Democrats Pelosi, Schumer demand TV rebuttal after Trump address

By Mark Sullivan

All the major TV networks, and some cable ones, have now decided to televise a Tuesday address by Donald Trump concerning border security and “the wall.” Now Democratic leadership including House speaker Nancy Pelosi and Senate minority leader Chuck Schumer are demanding that the networks follow Trump’s address with a rebuttal by Democrats.

The two leaders said this in a joint statement late Monday: “Now that the television networks have decided to air the president’s address, which if his past statements are any indication will be full of malice and misinformation, Democrats must immediately be given equal airtime.”

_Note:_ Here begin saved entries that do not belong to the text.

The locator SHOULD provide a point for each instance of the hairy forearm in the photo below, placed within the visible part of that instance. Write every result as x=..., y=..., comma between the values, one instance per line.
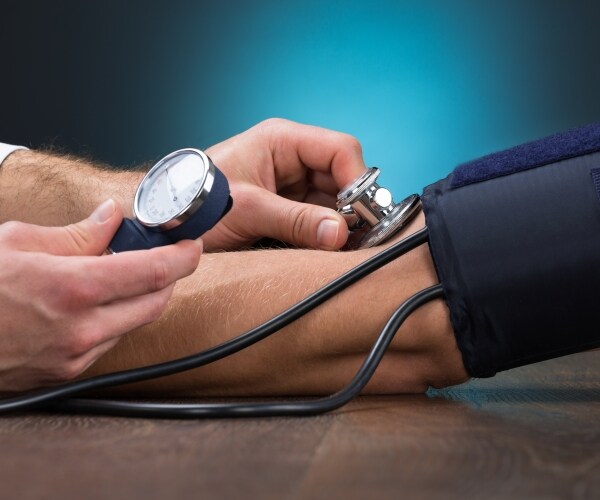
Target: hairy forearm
x=232, y=292
x=55, y=190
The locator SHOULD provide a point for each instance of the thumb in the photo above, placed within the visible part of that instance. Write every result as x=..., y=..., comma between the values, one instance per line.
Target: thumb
x=300, y=224
x=90, y=236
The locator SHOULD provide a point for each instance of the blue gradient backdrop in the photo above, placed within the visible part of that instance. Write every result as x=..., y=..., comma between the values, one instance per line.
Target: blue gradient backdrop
x=423, y=85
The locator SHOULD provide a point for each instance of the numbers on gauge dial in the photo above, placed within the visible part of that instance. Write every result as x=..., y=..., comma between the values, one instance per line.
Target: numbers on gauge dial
x=172, y=188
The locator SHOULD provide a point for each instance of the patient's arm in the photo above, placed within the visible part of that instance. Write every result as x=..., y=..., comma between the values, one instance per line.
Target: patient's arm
x=232, y=292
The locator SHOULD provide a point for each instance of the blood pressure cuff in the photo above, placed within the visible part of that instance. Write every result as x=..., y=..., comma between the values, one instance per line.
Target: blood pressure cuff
x=515, y=238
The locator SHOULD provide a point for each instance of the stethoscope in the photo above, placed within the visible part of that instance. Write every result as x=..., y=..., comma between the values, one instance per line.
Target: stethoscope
x=181, y=197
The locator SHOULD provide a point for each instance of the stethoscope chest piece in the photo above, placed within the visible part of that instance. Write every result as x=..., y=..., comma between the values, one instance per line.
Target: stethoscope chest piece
x=370, y=211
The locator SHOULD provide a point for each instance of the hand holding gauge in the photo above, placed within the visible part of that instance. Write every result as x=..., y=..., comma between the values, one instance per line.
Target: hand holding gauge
x=181, y=197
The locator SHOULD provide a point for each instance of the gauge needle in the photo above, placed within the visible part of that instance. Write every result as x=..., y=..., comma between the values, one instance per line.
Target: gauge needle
x=170, y=184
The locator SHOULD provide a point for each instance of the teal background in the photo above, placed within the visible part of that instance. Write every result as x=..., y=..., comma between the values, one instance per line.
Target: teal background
x=423, y=85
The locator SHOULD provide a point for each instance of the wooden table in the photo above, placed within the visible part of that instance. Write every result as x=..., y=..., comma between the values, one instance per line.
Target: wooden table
x=533, y=432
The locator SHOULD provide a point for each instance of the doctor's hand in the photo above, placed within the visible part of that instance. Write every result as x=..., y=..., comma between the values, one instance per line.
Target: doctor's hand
x=284, y=178
x=63, y=303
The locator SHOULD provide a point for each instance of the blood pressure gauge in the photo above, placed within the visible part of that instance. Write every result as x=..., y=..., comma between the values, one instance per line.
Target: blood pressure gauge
x=181, y=197
x=370, y=211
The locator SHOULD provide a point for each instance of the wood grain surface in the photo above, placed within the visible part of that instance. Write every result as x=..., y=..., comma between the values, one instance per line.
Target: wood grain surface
x=533, y=432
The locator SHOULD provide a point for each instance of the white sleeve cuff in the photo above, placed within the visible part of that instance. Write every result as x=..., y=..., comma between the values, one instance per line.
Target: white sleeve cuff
x=6, y=149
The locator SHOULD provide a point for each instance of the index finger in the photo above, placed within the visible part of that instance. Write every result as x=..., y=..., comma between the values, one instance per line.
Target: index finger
x=294, y=145
x=107, y=278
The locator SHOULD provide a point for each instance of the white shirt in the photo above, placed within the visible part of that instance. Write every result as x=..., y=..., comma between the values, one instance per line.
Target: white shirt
x=6, y=149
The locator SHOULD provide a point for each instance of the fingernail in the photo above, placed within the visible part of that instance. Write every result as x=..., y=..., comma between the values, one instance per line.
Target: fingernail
x=327, y=233
x=103, y=212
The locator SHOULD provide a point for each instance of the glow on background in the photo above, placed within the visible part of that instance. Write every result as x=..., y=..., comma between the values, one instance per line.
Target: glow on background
x=423, y=85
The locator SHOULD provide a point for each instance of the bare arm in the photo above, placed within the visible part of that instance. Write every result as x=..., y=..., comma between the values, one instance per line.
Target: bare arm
x=55, y=190
x=315, y=355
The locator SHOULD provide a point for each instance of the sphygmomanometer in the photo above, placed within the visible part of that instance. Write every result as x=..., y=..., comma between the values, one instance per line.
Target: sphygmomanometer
x=515, y=239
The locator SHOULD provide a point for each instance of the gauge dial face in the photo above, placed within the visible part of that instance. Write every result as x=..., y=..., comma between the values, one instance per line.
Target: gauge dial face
x=170, y=188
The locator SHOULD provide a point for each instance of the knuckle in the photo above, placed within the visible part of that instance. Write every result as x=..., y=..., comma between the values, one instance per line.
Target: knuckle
x=12, y=230
x=299, y=217
x=79, y=239
x=80, y=340
x=74, y=293
x=67, y=371
x=160, y=275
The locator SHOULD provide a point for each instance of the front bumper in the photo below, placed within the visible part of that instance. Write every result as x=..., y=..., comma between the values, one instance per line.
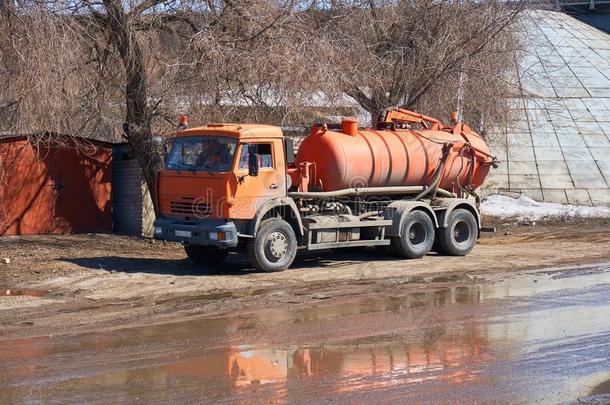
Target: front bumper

Trump’s address will air at 9 p.m. Eastern on ABC, NBC, CBS, MSNBC, CNN and FoxNews.

In his address from the Oval Office, Trump will likely to make a case directly to the American people for his proposed wall on the United States’s southern border. Trump’s insistence on $5 billion in funding for the wall lies at the center of the current partial government shutdown, which is entering its third week.

Pelosi and Schumer say in the statement that Trump has “the power to stop hurting the country” by ending the shutdown.  The statement continues:

“Democrats and an increasing number of Republicans in Congress have repeatedly urged the President and Leader McConnell to end the Trump Shutdown and re-open the government while Congress debates the President’s expensive and ineffective wall.”

Debate was raging Monday in journalism and media circles over whether the networks should yield to Trump’s request for live air time. Much of it was centered around a text from an unnamed TV executive, which was tweeted out by Brian Stelter:

“He calls us fake news all the time, but needs access to airwaves… If we give him the time, he’ll deliver a fact-free screed without rebuttal. And if we don’t give him the time, he’ll call every network partisan. So we are damned if we do and damned if we don’t.”

The broadcast TV networks declined to grant airtime to Barack Obama in 2014 when he asked to address the country on executive actions concerning immigration policy. One of the reasons they gave was that the subject was “too partisan.”